Technology stocks have proliferated in recent years, and the rise in demand for bandwidth has given Zayo Group Holdings (NYSE:ZAYO) a golden opportunity to profit. The small company provides physical infrastructure related to connectivity to customers, and the success of networking equipment-maker Cisco Systems (NASDAQ:CSCO) had generated excitement in the industry. Coming into its fiscal second-quarter financial report on Friday, Zayo investors wanted the company to post a bigger profit on strong revenue gains. Yet Zayo wasn't able to deliver, posting a net loss and falling short of hoped-for sales gains. Let's look more closely at the latest numbers from Zayo Group Holdings and what the company sees ahead for 2016 and beyond.
Zayo Group drops the ball
Zayo Group's fiscal second-quarter results didn't get the job done in the eyes of investors. Revenue grew to $369.6 million, which was up less than 1% from the fiscal first quarter and 14% higher than the year-ago period. Investors had wanted to see $374 million. A net loss of $10.8 million was less than the $15.2 million loss Zayo suffered last quarter, but the resulting $0.04 per share loss was far worse than the profit of $0.03 per share that represented the consensus forecast among those following the stock.

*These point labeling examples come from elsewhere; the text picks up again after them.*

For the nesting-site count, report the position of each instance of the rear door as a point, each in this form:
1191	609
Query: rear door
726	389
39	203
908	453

Taking a closer look at Zayo's numbers, the biggest impact on operating income once again came from a big boost in overhead expenses stemming from stock-based compensation. Year over year, overhead costs more than doubled, and stock-based comp went from a $6 million reduction in costs to a nearly $43 million addition. The rise dwarfed Zayo's sales growth, causing operating margins to plunge by nearly half to just under 16%.
Zayo continued to expand its network footprint. The company's capital expenditures for the quarter amounted to $172.4 million, and it added 7,905 route miles and 813 buildings to the network.
Zayo's expansion also came from ongoing acquisitions. The company closed on its acquisition of Viatel at the end of December, giving Zayo a greater presence in Europe. Specifically, Viatel will give Zayo access to a dozen new metro networks, as well as an eight-nation network that spans 8,400 kilometers and includes seven data centers and connectivity to more than 80 buildings. Zayo also spent $16.7 million to acquire a 36,000 square foot data center in Dallas.
More growth ahead
Yet Zayo has also kept moving aggressively to start 2016. In January, Zayo acquired Canadian network provider Allstream for $298 million. Just as Viatel gives Zayo access to Europe, Allstream will open up Canada's network market to Zayo. The acquisition will add more than 18,000 route miles to the Zayo network, including 12,500 miles of long-haul fiber connecting markets across the nation and 5,500 miles of metro fiber connecting about 3,300 buildings in Canada's five biggest metropolitan markets.
Zayo is also taking steps to support its share price. In the most recent quarter, Zayo bought back more than 726,000 shares of its stock, with about half that amount coming from a six-month $500 million repurchase program authorized in November. After the purchase, Zayo still had $491 million remaining under the deal, raising the question of whether the company will accelerate its repurchases in the remaining months of the program authorization.
The big question Zayo faces is how well network demand holds up. Cisco Systems' most recent report sent its stock up sharply, but Cisco did say that it saw signs of weakness in the global economy that had direct implications on the technology sector. If Zayo sees the sluggishness that Cisco was talking about, it could limit its expansion plans.
Zayo shareholders weren't happy with the news, sending the stock down as much as 15% within the first half hour of the trading day before rebounding to cut its losses somewhat. If the industry manages to stay healthy, then Zayo has put itself in a good position to bolster its growth and build a strong foundation for the future.